Beaucoup d'ingrédients savamment dosés
Toujours friand de récits impliquant une relativité temporelle et/ou spatiale, je me suis naturellement tourné vers ce classique récent de science-fiction. Oui, récent, car Spin n'a que 15 ans, ce qui, comparativement aux grands classiques des années 50 et 60, lui confère le statut de jeune pousse. L'important étant qu'il fait bel et bien partie des classiques que tout amateur de SF appréciera d'avoir dans sa bibliothèque. Classique parce que tout y est. Je développe ? Après… Et classique parce que c'est bigrement bien écrit et traduit.

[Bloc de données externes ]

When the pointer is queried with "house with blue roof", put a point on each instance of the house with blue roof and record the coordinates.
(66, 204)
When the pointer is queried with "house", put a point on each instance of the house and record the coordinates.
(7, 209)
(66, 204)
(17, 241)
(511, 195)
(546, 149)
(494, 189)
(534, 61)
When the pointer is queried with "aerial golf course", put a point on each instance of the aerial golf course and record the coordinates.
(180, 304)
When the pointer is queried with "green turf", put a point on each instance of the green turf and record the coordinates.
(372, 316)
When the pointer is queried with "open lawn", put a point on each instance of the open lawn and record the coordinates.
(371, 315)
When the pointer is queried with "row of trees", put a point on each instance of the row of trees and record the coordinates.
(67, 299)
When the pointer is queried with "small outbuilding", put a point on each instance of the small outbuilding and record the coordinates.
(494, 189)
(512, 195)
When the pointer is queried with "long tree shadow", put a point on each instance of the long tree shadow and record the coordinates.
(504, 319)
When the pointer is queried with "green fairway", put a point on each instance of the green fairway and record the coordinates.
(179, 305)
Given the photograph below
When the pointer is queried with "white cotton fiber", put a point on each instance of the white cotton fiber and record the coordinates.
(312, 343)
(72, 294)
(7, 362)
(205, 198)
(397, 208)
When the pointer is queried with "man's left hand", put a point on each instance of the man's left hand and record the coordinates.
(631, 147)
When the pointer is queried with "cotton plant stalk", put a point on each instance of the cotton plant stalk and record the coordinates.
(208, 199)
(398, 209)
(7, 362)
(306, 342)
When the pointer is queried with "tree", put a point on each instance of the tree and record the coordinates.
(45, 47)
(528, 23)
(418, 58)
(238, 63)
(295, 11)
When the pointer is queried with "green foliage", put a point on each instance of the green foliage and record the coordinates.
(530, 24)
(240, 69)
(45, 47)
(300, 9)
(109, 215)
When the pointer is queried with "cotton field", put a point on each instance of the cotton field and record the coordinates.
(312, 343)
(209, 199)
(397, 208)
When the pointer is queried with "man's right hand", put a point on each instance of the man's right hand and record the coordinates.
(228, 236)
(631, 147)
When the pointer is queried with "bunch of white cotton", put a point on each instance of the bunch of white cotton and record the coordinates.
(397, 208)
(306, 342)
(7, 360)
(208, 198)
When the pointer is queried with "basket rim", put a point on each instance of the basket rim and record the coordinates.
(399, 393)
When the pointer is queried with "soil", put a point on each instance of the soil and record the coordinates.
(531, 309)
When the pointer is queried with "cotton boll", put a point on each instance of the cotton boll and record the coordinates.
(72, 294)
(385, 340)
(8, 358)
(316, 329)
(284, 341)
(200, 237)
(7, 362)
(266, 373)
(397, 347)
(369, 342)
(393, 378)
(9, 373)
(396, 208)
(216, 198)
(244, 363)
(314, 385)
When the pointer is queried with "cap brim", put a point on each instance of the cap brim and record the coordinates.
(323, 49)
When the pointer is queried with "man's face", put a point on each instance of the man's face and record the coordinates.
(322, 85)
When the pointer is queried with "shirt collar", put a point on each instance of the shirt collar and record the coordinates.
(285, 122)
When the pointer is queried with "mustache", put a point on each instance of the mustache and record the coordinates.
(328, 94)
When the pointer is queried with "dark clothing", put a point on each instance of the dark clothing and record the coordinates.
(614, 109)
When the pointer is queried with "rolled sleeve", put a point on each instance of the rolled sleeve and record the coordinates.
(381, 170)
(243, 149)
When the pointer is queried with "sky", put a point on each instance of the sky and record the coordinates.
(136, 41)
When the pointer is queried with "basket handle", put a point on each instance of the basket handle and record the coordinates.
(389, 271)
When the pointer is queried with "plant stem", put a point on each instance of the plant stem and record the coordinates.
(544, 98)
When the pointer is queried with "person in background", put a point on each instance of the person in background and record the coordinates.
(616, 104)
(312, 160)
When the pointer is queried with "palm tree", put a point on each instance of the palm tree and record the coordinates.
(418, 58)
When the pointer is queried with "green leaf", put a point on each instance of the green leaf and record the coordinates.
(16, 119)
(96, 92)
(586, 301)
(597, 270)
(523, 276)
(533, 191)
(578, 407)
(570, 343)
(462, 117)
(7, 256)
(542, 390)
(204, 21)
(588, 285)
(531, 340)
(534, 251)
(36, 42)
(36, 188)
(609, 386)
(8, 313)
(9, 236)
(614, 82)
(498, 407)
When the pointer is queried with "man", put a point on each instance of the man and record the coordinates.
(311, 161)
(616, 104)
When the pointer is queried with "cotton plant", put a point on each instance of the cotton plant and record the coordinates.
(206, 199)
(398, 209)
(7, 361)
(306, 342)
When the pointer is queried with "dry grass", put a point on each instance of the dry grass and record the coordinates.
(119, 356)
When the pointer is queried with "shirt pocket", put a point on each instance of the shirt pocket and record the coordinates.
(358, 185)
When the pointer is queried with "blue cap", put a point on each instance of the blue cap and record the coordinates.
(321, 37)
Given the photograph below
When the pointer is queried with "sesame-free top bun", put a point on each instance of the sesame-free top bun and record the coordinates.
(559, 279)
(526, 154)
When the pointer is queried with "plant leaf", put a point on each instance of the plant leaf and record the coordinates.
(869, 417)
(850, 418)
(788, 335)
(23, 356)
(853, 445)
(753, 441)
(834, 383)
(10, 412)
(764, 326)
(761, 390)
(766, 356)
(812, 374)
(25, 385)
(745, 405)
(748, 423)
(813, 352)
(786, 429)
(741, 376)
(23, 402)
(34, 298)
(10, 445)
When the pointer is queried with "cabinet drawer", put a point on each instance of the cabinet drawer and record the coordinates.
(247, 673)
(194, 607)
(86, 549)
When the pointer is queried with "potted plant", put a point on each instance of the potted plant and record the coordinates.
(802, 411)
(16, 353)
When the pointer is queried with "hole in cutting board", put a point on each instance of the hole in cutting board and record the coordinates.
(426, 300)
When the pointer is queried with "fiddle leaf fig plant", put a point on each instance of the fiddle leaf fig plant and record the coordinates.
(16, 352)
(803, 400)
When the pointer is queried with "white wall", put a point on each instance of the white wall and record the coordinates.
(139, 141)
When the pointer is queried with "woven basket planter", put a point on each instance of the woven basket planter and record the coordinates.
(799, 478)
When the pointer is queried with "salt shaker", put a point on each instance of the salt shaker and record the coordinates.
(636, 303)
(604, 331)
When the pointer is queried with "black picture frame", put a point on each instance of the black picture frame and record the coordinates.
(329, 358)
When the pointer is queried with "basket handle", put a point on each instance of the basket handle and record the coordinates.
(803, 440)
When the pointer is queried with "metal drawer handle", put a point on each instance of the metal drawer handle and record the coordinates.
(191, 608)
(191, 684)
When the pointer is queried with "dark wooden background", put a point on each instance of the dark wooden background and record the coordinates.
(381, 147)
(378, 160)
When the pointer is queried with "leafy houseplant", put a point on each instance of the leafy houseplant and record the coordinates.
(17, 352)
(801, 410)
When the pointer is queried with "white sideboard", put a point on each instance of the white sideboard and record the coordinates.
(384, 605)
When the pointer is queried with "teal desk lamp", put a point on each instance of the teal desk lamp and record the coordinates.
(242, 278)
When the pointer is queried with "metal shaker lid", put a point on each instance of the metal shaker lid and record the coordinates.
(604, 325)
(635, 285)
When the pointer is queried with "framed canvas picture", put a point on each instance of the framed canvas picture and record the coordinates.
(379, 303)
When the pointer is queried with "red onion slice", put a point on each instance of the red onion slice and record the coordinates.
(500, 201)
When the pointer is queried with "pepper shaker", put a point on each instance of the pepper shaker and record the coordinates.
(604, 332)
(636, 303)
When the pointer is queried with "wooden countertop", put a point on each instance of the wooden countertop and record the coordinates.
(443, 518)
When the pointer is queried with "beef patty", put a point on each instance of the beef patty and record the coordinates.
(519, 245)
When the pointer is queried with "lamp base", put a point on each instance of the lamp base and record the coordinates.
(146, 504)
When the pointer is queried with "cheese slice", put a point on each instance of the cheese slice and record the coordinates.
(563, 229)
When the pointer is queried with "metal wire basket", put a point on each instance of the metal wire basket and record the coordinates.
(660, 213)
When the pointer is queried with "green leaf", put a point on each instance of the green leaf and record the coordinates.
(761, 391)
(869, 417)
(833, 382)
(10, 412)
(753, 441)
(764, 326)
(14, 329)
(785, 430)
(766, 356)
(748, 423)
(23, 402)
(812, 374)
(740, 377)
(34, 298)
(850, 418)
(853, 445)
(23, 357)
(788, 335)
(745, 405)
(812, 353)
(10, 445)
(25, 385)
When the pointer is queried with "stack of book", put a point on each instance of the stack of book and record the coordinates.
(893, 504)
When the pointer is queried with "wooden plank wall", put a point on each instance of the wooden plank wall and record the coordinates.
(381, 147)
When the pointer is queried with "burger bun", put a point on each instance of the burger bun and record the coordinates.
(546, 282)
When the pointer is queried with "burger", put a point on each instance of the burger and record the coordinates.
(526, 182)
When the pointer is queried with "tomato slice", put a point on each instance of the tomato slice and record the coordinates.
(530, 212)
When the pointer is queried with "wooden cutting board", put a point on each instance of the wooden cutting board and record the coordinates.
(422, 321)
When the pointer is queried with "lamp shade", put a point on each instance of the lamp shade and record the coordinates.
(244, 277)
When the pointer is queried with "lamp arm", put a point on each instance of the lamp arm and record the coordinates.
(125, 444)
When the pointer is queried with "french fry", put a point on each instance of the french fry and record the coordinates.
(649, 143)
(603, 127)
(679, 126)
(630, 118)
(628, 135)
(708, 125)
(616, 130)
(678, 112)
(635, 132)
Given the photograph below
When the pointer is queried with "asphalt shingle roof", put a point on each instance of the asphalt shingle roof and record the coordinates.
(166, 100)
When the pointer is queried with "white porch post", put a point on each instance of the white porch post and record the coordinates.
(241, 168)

Concrètement, l'idée de départ est brillante : une membrane ou un bouclier “apparaît” subitement autour de la Terre, placé là par on ne sait quoi, occultant les étoiles et enfermant la planète dans son propre repère temporel. A l'extérieur, dans l'espace donc, le temps s'écoule des millions de fois plus vite. Cela implique, entre autres choses, que le soleil se transformera en géante rouge bien plus rapidement que prévu, et mettra seulement quelques décennies à cramer nos vilaines tronches. Voilà, ça c'est posé.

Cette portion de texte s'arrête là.